2. Stretch a spring on a meter stick, hold it parallel to the wall and then

shoot the spring straight up. Do this several times until you can repeat a shot

to go exactly 2 m. several times. Write down how far you stretched the spring.

Get an assigned angle for your launch from your teacher. (TEACHER: assign 15^{o},

30^{o}, 45^{o})

3. Calculate the speed at which the spring is fired, use the equation

v^{2}= 2 ad .

4. Determine the vertical and horizontal components of the original velocity by

using v_{v}= v sin(angle) and v_{h}= v cos(angle)

5. Use the vertical velocity to find the flight time, t = 2v_{v}/a.
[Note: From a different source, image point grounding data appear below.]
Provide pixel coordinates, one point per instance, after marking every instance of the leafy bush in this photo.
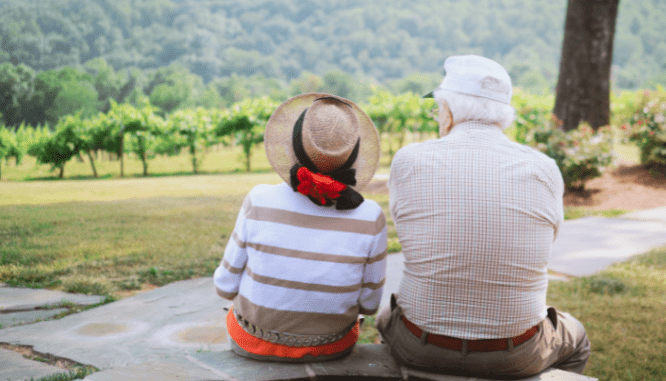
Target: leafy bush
(581, 154)
(647, 127)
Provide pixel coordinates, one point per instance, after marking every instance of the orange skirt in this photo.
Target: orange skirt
(262, 347)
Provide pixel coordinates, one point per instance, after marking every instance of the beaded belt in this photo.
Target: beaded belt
(290, 339)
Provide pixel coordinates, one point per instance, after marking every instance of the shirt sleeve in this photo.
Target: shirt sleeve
(374, 272)
(228, 275)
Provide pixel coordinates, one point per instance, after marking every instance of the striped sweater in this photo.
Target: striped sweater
(292, 266)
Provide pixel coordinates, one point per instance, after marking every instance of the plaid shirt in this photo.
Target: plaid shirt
(476, 215)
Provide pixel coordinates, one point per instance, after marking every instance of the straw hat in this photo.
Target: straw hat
(331, 130)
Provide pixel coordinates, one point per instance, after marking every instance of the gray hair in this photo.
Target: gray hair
(466, 108)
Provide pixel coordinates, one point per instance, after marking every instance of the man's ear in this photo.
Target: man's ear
(445, 119)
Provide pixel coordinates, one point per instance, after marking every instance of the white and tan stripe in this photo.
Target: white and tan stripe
(296, 267)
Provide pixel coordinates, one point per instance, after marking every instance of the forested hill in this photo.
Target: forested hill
(282, 39)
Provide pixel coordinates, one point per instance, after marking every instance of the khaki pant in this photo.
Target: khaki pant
(561, 343)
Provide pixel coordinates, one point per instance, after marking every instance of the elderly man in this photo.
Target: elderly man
(476, 215)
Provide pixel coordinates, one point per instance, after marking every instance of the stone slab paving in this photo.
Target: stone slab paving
(657, 214)
(367, 361)
(173, 320)
(21, 299)
(587, 245)
(177, 332)
(15, 367)
(25, 317)
(173, 368)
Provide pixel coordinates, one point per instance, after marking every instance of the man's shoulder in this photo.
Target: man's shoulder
(415, 149)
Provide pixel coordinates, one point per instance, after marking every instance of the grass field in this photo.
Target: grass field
(117, 236)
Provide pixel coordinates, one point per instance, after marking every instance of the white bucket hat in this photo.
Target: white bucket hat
(331, 137)
(476, 75)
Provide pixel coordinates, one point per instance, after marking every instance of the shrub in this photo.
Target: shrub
(581, 154)
(647, 127)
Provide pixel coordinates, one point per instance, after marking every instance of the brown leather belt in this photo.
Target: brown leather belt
(452, 343)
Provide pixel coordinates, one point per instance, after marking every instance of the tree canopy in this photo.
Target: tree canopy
(283, 39)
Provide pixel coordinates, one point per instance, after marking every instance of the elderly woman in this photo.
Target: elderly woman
(309, 254)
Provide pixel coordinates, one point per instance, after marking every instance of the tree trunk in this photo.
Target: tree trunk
(92, 164)
(583, 87)
(144, 161)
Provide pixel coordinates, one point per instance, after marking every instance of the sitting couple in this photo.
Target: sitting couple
(476, 215)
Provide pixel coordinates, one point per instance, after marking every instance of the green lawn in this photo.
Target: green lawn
(114, 236)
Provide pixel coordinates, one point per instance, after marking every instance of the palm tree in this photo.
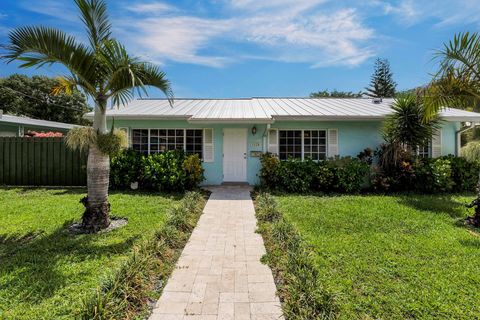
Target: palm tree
(103, 70)
(457, 84)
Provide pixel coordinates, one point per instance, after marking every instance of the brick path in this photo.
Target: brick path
(219, 274)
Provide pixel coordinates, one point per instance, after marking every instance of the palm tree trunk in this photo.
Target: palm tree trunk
(97, 207)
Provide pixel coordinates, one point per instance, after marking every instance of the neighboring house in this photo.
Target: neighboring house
(231, 134)
(15, 126)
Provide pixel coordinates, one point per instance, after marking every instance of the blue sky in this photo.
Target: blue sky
(244, 48)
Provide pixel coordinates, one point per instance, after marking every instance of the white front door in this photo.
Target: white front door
(235, 155)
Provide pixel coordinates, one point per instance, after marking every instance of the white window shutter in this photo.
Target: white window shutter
(273, 141)
(437, 144)
(208, 145)
(332, 143)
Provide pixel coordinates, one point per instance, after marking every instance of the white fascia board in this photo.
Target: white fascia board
(139, 117)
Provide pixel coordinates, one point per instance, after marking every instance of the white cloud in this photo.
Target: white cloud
(285, 30)
(178, 38)
(406, 11)
(62, 10)
(445, 12)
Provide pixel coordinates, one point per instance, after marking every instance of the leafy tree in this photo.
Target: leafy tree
(335, 94)
(32, 97)
(104, 71)
(381, 83)
(406, 125)
(457, 84)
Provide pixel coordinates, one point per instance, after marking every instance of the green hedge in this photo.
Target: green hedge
(169, 171)
(142, 277)
(353, 175)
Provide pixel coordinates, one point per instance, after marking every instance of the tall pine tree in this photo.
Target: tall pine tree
(382, 84)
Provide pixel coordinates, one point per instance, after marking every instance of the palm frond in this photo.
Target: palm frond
(37, 46)
(95, 18)
(64, 85)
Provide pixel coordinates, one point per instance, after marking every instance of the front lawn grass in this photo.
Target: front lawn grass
(392, 257)
(46, 273)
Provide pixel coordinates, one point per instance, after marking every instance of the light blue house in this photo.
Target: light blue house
(231, 134)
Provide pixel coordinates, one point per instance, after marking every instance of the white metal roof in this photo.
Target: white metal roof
(6, 118)
(267, 110)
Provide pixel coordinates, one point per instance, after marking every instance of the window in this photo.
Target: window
(290, 142)
(151, 141)
(302, 144)
(194, 142)
(315, 144)
(140, 140)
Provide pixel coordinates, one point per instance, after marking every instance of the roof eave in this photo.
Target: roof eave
(328, 118)
(139, 117)
(461, 118)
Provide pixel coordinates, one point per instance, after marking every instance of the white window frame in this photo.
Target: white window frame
(163, 128)
(302, 142)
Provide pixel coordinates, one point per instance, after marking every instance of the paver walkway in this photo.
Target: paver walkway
(219, 274)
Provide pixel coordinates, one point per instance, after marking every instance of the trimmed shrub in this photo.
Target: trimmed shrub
(302, 293)
(124, 294)
(192, 165)
(351, 175)
(433, 175)
(341, 174)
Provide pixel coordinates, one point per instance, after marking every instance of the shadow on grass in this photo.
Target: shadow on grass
(35, 267)
(435, 203)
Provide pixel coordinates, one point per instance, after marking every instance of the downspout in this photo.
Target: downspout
(458, 135)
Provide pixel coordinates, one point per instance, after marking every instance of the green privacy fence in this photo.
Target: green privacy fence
(40, 162)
6. Use the flight time and the horizontal velocity to calculate the range

d=v_{h}t_{f}7. Measure off this distance and shoot the spring using the same stretch.Performance Assessment:

BEFORE the instruction begins have the students answer:

1. If a baseball player throws the ball as hard as he can, and wants it to go

as far as possible, should he throw at an angle to the ground >45,<45 or = 45 ?

AFTER Instruction:

2. The human cannonball is shot at a 30 degree angle with a velocity of

10 m./sec. Determine where they should place the net to catch him.

3. The following is a strobe picture of the human cannonball's ride. At the

spots marked, draw the vertical and horizontal components of velocity.

4. Assuming that the initial velocities of the missiles are the same, draw the

paths of missiles shot at the following angles: 15^{o}, 30^{o}, 45^{o}, 60^{o}.